36. @Miami, 2004 Week 16, 10-7. I’m just going to copy and paste snippets from the AP recap and let them wash over you. “The teams combined for six turnovers and went 3½ quarters without a point after an early 7-all tie with impressive ineptitude.” “The Dolphins faked a field goal, tried a pooch punt instead and netted 2 yards. They had a 6½-minute drive that barely reached midfield. Tight end Randy McMichael, who has lobbied for more passes, dropped two. Feeley drilled a throw 5 yards into the chest of defensive end Ebenezer Ekuban, who was too astounded to make the interception.” “The Browns lost a fumble at the Miami 2 and had a takeaway negated by a penalty.” “But the ugliest moment came in the third quarter, with an interception and two fumbles on the same play. Luke McCown’s deep throw was intercepted by Arturo Freeman, who fumbled. Teammate Patrick Surtain picked up the ball, then lateraled to Sam Madison, who fumbled. The Browns recovered for a net gain of 26 yards.” “Phil Dawson missed a 43-yard field goal when his attempt hit the right upright.” The only reason this game isn’t higher is because the Browns clearly should not even be in position to win this game at any point.
That was probably by far the best. It was so bad, he just let the Associated Press do the talking for him.
2. Kansas City, 2002 Week 1, 40-39. Dwayne Rudd’s Helmet Toss. On the last play of the game from the Chiefs’ own 47, trailing 39-37, Trent Green is under pressure, and linebacker Dwayne Rudd gets to him. Right before Green goes down, though, he shovels a lateral to one of his linemen, who then runs to the 26 of the Browns well after time has expired. However, Rudd thinks he has sacked Green cleanly, and expecting that the game was over, immediately removes his helmet and throws it, an automatic 15-yard penalty. Since a game cannot end on a defensive penalty, the Chiefs get an untimed down and kick the (now a chip shot) 28-yard field goal.

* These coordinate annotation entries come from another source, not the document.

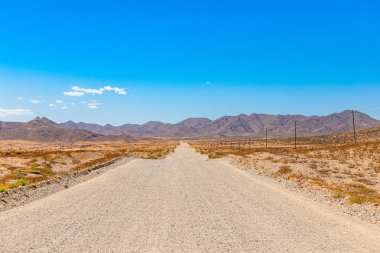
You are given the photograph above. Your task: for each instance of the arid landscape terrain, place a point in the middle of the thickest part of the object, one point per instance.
(153, 194)
(334, 162)
(25, 162)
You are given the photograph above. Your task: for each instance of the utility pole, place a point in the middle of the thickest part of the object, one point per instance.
(353, 125)
(295, 134)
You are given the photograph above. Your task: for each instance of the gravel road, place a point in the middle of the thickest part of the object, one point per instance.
(184, 203)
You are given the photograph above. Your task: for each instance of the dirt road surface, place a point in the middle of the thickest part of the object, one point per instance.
(184, 203)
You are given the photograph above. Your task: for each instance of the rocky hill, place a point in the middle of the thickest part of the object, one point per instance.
(248, 126)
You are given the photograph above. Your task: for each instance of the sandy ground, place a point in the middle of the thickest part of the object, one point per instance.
(184, 203)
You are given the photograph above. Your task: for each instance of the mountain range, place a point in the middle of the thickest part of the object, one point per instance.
(240, 126)
(252, 126)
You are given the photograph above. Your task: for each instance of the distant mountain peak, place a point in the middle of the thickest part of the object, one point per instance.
(242, 125)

Of course I won’t tell you what Matthew Ahn ranked as the Browns worst loss since 1999, but if you’re from Cleveland, you probably have a good guess after hearing heartbreaking number two.
Definitely do the dudes over at SupraStructure a favor and give this one a read, because it’s one of the funniest/depressing/tediously-reseached and compiled football articles you’ll read all year.
Superb execution Matthew Ahn. Given your dedication to the deed, the Cleveland Browns might as well give you a shot at the starting quarterback job, because you clearly care more about this team then anybody else on the face of the planet.
It will get better…but maybe it won’t.